Sometimes a customer simply won't pay, and there comes a point where you stop expecting to collect. Rather than pretending the invoice is still open, you can mark it uncollectible — a bad-debt write-off that removes the balance from your open AR report while keeping the invoice and its full audit trail on file. This guide shows you how, and when to use it instead of voiding.
When can you mark an invoice uncollectible?
The Mark uncollectible action only appears on an invoice that's Overdue — that is, a finalized invoice whose due date has passed and whose balance is still owed. It's a deliberate write-off, so Cornerspot reserves it for invoices that have genuinely gone past due. Drafts, open-but-not-yet-due, paid, and voided invoices don't show it.
How to mark an invoice as uncollectible in Cornerspot
1. Open the overdue invoice
From the dashboard, select Invoices in the left-hand menu (under Members & Billing), find the overdue invoice you no longer expect to collect, and open it from its row.

2. Confirm it's overdue
On the invoice detail page, check that the status reads Overdue in the header. The write-off is only available from this state — if the invoice isn't overdue yet, you won't see the action.

3. Open the “Advanced” section
Scroll to the bottom of the invoice to the Advanced section. Here you'll find Mark uncollectible alongside the other lifecycle actions. Click it to start the write-off.

4. Confirm the write-off
A confirmation explains what happens: “Marking this invoice uncollectible removes it from the open AR report while preserving the invoice and its audit trail in your billing records.” Click Mark uncollectible to confirm.

5. The invoice is written off
The invoice's status changes to Uncollectible. It's now out of your open balance and won't show up as money still owed — but the record stays in your billing history, so you always have a trail of what was billed and what was written off.

Uncollectible vs. void: which should you use?
Both remove an invoice from your open balance, but they mean different things on your books:
- Mark uncollectible is a bad-debt write-off. The customer genuinely owed the money, but you've given up on collecting it. The record of what was owed stays — useful for accounting and reporting on write-offs.
- Void cancels an invoice that was never valid — a duplicate, an error, or a charge that shouldn't have been billed at all. Use it when the invoice itself was a mistake.
Both actions are final and keep the invoice on file for audit.

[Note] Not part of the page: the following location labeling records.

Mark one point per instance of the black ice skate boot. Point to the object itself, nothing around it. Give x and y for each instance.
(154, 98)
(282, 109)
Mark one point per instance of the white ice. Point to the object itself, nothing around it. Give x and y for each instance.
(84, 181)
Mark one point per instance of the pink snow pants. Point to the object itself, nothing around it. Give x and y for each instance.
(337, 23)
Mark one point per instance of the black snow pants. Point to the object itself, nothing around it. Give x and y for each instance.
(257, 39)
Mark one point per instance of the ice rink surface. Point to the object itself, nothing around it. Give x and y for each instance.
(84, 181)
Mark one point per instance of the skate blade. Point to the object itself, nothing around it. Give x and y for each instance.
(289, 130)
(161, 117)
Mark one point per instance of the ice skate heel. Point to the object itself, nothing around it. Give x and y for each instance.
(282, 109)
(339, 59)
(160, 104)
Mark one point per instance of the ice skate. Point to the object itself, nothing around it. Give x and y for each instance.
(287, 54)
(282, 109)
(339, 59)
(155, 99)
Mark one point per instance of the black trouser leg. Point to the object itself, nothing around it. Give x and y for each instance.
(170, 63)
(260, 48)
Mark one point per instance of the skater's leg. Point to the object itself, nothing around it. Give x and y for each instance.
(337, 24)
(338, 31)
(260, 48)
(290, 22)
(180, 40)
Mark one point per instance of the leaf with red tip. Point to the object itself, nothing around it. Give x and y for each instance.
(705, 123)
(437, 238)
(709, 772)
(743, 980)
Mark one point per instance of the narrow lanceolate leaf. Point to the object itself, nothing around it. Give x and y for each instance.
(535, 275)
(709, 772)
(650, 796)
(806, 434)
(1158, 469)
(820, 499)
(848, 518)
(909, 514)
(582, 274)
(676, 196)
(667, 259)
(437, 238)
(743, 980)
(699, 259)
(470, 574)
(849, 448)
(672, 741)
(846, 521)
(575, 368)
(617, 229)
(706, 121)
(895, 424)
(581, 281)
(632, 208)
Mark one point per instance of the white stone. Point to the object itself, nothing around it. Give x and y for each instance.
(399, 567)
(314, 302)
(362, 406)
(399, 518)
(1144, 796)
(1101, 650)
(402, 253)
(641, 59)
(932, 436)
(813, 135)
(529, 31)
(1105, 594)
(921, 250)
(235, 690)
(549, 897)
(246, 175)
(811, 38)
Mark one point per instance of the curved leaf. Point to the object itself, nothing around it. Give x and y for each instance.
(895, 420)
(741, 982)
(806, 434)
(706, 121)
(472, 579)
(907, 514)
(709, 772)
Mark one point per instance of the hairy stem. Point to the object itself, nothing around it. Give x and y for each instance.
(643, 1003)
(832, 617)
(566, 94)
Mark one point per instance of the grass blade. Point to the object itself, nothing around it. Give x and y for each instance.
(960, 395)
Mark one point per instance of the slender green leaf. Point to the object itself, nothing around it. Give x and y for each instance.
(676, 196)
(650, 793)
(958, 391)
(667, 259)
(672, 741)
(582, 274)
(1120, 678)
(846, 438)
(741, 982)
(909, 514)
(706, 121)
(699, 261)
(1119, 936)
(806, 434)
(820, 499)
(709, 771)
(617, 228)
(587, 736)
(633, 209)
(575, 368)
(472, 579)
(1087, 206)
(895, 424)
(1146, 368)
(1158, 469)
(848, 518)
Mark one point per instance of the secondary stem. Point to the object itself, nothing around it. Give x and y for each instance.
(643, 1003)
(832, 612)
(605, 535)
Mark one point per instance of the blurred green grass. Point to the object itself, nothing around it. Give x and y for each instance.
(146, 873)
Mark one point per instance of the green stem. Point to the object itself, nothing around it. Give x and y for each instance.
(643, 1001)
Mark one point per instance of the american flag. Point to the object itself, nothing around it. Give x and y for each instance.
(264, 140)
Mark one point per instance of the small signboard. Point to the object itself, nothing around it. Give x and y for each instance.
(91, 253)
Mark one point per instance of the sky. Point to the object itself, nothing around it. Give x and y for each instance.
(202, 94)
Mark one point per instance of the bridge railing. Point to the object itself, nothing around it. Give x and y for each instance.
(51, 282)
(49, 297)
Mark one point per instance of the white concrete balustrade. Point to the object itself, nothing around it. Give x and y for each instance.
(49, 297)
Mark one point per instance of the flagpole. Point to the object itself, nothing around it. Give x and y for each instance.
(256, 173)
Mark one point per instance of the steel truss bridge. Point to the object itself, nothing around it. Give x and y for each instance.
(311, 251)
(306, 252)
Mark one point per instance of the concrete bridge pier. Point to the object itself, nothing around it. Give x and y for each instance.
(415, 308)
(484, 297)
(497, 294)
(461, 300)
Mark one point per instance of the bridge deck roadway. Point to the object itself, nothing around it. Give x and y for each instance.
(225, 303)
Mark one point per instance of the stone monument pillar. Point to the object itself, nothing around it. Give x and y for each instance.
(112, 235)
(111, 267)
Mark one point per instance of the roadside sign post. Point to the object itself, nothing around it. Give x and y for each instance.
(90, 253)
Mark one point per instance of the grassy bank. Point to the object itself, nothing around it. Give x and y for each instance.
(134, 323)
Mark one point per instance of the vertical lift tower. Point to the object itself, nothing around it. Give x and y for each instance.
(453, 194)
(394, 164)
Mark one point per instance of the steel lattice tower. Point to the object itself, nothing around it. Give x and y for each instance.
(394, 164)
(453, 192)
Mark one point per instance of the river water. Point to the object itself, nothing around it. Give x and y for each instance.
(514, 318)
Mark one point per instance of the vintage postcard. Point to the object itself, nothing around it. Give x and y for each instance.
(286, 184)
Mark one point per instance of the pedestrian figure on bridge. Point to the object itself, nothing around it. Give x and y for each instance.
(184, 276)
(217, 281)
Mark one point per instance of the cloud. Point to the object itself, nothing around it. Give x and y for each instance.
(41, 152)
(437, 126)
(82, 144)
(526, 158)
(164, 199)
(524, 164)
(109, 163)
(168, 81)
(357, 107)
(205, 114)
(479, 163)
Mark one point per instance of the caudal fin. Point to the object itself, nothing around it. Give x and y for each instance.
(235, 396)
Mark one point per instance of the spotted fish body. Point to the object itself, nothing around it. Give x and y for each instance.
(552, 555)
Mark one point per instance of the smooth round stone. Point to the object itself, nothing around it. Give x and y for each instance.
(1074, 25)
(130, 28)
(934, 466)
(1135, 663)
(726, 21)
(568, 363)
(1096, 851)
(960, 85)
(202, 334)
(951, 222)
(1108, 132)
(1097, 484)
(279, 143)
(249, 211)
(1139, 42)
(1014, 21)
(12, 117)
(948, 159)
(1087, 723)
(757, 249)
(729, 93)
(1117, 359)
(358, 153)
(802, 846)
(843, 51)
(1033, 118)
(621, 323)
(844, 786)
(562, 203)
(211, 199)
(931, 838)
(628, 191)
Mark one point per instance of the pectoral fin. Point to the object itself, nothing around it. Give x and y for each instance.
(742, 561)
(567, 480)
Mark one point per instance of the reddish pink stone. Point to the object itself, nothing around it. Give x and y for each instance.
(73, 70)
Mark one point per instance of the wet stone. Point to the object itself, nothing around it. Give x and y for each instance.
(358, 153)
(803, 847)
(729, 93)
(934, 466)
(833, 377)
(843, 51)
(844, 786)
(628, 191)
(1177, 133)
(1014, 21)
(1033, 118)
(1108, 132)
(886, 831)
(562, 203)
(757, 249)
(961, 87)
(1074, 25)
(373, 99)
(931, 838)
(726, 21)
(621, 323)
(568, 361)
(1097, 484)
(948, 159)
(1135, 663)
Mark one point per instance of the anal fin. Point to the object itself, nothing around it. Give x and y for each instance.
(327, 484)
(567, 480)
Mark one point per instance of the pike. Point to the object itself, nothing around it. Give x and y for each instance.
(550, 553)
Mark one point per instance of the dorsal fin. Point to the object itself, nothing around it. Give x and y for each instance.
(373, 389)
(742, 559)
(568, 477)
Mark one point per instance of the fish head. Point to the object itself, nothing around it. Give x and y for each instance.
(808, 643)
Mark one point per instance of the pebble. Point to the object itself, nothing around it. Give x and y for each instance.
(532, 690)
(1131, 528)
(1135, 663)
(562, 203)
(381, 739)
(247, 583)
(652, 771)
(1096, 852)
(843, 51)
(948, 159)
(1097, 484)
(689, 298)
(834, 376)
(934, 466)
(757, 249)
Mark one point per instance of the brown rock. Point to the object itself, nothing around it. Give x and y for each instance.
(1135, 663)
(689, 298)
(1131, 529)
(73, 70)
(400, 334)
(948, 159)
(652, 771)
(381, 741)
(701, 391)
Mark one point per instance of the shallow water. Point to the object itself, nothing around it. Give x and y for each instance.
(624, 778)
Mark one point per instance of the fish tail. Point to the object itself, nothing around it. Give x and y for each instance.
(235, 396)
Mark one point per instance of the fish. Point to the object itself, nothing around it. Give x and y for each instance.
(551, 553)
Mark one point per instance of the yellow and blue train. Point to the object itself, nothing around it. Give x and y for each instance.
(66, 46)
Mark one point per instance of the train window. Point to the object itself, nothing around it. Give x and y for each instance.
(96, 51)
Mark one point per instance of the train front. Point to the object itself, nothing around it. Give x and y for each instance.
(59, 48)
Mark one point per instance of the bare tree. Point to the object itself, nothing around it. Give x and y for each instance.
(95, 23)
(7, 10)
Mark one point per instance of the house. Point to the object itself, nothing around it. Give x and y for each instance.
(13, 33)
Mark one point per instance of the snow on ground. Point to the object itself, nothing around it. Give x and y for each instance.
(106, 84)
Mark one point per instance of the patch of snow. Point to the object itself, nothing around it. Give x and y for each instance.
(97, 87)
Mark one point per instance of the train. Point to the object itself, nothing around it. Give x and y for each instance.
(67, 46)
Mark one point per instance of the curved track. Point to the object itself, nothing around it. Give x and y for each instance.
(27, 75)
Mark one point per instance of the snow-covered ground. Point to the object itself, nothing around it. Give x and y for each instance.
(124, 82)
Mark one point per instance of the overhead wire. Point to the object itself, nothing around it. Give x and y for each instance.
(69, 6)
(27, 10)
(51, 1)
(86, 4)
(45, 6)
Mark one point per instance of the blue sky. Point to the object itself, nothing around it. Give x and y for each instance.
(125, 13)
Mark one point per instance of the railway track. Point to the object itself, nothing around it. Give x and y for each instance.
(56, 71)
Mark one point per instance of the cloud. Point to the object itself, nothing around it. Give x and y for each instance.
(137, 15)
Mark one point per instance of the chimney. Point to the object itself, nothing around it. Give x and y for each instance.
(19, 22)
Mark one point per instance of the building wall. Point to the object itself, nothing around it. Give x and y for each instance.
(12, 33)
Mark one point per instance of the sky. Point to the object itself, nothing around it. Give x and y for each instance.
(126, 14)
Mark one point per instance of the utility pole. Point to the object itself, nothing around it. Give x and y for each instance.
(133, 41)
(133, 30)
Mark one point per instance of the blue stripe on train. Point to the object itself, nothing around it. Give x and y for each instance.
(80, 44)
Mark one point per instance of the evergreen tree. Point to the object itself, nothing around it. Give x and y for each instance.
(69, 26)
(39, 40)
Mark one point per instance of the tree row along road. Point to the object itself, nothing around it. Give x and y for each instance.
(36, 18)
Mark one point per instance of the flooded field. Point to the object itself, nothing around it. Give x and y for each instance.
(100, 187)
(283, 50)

Choose uncollectible when the debt was real but won't be paid, and void when the invoice shouldn't have existed.
Tips
- Try Send reminder first — a nudge before its due date, or shortly after, often collects the balance without a write-off.
- If the customer pays after all, record the payment on the invoice; marking uncollectible doesn't delete the record, so your history stays accurate.
- Uncollectible invoices are kept for audit — they leave your open AR report but remain searchable in your billing records.